Easy to Assemble, Compact, and Truly Portable
The $249 Fyra came in a single box and assembled in minutes. There is nothing complicated about it and no tools required. Legs fold down when in use and the whole thing weighs just 22 lbs—including the pizza stone. The size and portability was a big deal for me. I’m running out of space to set up these sorts of things in the back yard, so I had been avoiding adding a pizza oven to my grill collection. I was able to set the Fyra on the cover of the fire pit, and when finished (and cooled down), I folded the legs up and it slid easily onto a shelf in the shed.
The portability was a big win.
The wooden cover of the fire pit didn’t seem overly warm, although I would definitely recommend finding a higher surface to place the oven on. Having to crouch down to slide the pizza in and rotate it made that process far more difficult than needed.
Relatively Easy Operation (But Watch the Hot Surfaces)
This Ooni model is very similar to the Koda Jenny reviewed. It’s a little smaller—with a 12-inch cooking surface as opposed to 13-inches—but the primary difference is the wood pellet fuel source.
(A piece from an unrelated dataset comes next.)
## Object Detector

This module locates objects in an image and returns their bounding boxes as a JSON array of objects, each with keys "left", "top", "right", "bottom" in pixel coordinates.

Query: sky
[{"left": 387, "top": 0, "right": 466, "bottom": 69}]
Ooni sells its own brand of pellets, but the Traeger pellets I had on hand worked just fine. Ignition is manual and involves filing a hopper with pellets, adding a non-toxic fire-starting pack (Ooni included a large package of these in the box), lighting it, and then adding more pellets to the hopper as the fire catches. That’s a little fussy compared to pushing an ignition button, but it’s pretty easy to do and forgivable on a $249 oven.
In 15 minutes it’s supposed to reach 932°F. I have no idea what temperature I cooked at—as Jenny mentions, there is no integrated thermometer—but opening the front of the over, it felt like a blast furnace. As you can see from this photo (taken just a few minutes after ignition), it looks like a blast furnace inside as well.
You can control the temperature slightly by opening and closing a damper on the smokestack, but it’s guesswork unless you break down and buy an infrared thermometer.
I learned the hard way that the surface beneath the Ooni may be safe from the heat—as is the over door handle—but the oven itself and its various bits get searing hot. That includes the control to adjust the damper, so have a pair of insulated gloves handy for touching that.
Pizza Dough Is Important to Success
I have not had a lot of experience with making my own pizza dough. There are plenty of great recipes out there, and Ooni offers some of its own. I had no problem whipping up a batch, but my trouble began with the pizza preparation. I didn’t flour the counter well enough, so there was serious stickage. I also failed to flour the pizza peel well enough. The result wasn’t pretty when I tried to get the pizza off the peel onto the pizza stone in the blazing hot Ooni pizza oven. It didn’t slide right off like it does for the pros, I had to shake it and poke at it.
My first few attempts looked more like pretzels than anything. And I seriously charred the crust because I didn’t rotate the pizza fast enough. It took a little longer than the 60-second claim, but not by much. The longest I had one in there was maybe two minutes. By the end of my first session, I had produced pies that may not pass muster at a restaurant (far from round and still a little too much char), but I have to say they tasted pretty spectacular.
I’m going to have another go at it this weekend—this time with a lot more attention paid to avoiding sticking dough and proper oven placement.
I should mention that to fire up the Ooni and keep it hot long enough to cook six pizzas (or four tomato mozzarella pretzel things + two pizzas) I used around five or six cups of wood pellets.
Despite the learning curve (much of which you can avoid by reading the experience of owners), I think the Ooni Fyra is an awesome addition to the back yard. It’s a great way to get the taste of genuine wood-fired pizza, it doesn’t cost a fortune, and you don’t need to commit to setting it up permanently.
Disclosure: Ooni provided a Fyra pizza oven for evaluation but had no input into this review.